- The Washington Times - Friday, September 28, 2007

ANALYSIS/OPINION:

After 25 years of congressional pressure and a half-dozen conflicts, our wounded should not sense any interruption transitioning between the military and VA’s medical system. In reality they do.

In 2006, I watched severely wounded soldiers arrive at the Army’s Landstuhl Regional Medical Center in Germany from Balad, Iraq, their paper medical records taped to their chests.

One of our biggest challenges is the transition between military treatment facilities and VA, and managing sub-acute and follow-on care, such as rehabilitation. If a soldier’s paper-based records are incomplete — as VA doctors tell us they frequently are — treatment and recovery may suffer as VA doctors wait for the military to send key documents.

Since the beginning of Operation Enduring Freedom, we have developed new tactics, fielded new weapons systems and ushered in new governments. Yet, while the VA has developed a state-of-the-art electronic medical record system, the Department of Defense has not fully cooperated in developing a bi-directional, interoperable exchange of medical data that can enhance recoveries and save lives.

Some background: Congress codified the concept of “DoD/VA Sharing,” now called “seamless transition,” in the 1982 Veterans Administration and the Department of Defense Health Resources Sharing and Emergency Operations Act, which became public law 97-174. The law created the VA-Care Committee to supervise and manage opportunities to share medical resources.

While I was a subcommittee and committee chairman in the House Committee on Veterans’ Affairs, between 2000 and 2006, we held 19 hearings on seamless transition. Another subcommittee hearing was held this year on the problems servicemembers are having with transition.

Bipartisanship between the House Veterans’ Affairs and Armed Services committees is showing results. The National Defense Authorization Act for fiscal 2008, which the House passed, includes seamless transition provisions similar to an amendment I developed for the Wounded Warriors Assistance Act of 2007.

When I met with Sen. Bob Dole and former Health and Human Services Secretary Donna Shalala at the onset of their commission’s inquiry in March, I told them to pick a few big topics and go deep. I asked them to be soldier-centric. The use of complementary systems to ease the servicemember’s burden is a unifying theme in their report. Mirroring one of the act’s provisions, they recommend real-time, interoperable, and bi-directional transfer of critical medical information on wounded servicemembers from DoD medical facilities to the VA.

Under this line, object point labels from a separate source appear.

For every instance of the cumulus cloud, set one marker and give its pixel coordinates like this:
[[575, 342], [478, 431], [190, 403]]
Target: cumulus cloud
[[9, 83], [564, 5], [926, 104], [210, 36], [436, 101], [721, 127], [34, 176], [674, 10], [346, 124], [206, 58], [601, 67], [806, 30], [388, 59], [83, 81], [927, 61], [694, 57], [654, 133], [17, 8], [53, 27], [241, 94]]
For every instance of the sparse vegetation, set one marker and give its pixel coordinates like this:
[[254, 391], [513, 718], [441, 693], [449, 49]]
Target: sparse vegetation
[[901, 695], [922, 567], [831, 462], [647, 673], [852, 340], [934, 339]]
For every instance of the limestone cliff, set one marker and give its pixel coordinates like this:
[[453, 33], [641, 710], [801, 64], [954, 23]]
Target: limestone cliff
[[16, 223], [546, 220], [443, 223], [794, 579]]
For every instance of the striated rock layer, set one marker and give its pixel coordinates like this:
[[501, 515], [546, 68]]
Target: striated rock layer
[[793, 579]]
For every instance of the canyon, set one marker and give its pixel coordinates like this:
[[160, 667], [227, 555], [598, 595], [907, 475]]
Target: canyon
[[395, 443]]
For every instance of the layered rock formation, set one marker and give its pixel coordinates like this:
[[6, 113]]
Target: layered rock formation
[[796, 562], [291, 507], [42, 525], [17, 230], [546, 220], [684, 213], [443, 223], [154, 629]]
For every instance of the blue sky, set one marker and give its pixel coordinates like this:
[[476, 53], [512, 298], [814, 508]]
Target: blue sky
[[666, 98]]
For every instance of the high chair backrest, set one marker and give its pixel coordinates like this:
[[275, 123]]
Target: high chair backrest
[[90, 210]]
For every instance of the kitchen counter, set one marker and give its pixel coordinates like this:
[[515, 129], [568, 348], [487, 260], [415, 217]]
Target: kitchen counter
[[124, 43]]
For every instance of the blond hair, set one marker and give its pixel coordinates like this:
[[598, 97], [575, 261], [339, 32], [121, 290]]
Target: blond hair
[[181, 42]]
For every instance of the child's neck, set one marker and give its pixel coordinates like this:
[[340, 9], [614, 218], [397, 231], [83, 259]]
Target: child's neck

If we are truly going to be soldier-centric, we must find and use the best care our nation can provide — the closer to the warrior’s home and family, the better. If we have the required health-care services in the military or the VA, we should use them; if not, we should contract for them. To do anything less is to place the system’s demands over the patient’s well-being. Seamlessness does not end upon discharge from a DoD or VA hospital. Disabilities can emerge years later. Conditions are often aggravated with age; early identification of disabilities and conditions that may cause them is critically important in aiding the seamless transition of the new veteran. Instead, the servicemember is given a military separation physical and then a VA physical to determine eligibility for disability benefits. This inefficient process impedes effective health care, benefits delivery and quality of life for servicemembers and their families.

Our provisions in the NDAA also require use of a uniform separation and evaluation physical by DoD and VA that VA could use for disability rating, co-location of VA benefit teams at military treatment facilities and other sites, and use of an electronic DD-214 to speed the benefits process.

Timely and accurate claims decisions are integral to the quality of a servicemember’s transition into civilian life, yet the system produces long waiting times and too many flawed, inconsistent decisions.

Procurement reform falls under that theme, and is the next frontier between DoD and VA in particular, compatible medical equipment. We intend that information technology be seamless and bi-directional; the same should apply to compatible and interoperable medical equipment.

The military and the VA must accelerate their efforts to integrate their electronic medical records so that veterans can transfer from one agency to the other quickly, without encountering lapses in treatment. We must as a government get off our heels and onto our toes.

Our men and women in uniform should not have to wait another 25 years.

Rep. Steve Buyer, Indiana Republican, is the ranking member of the House Committee on Veterans’ Affairs.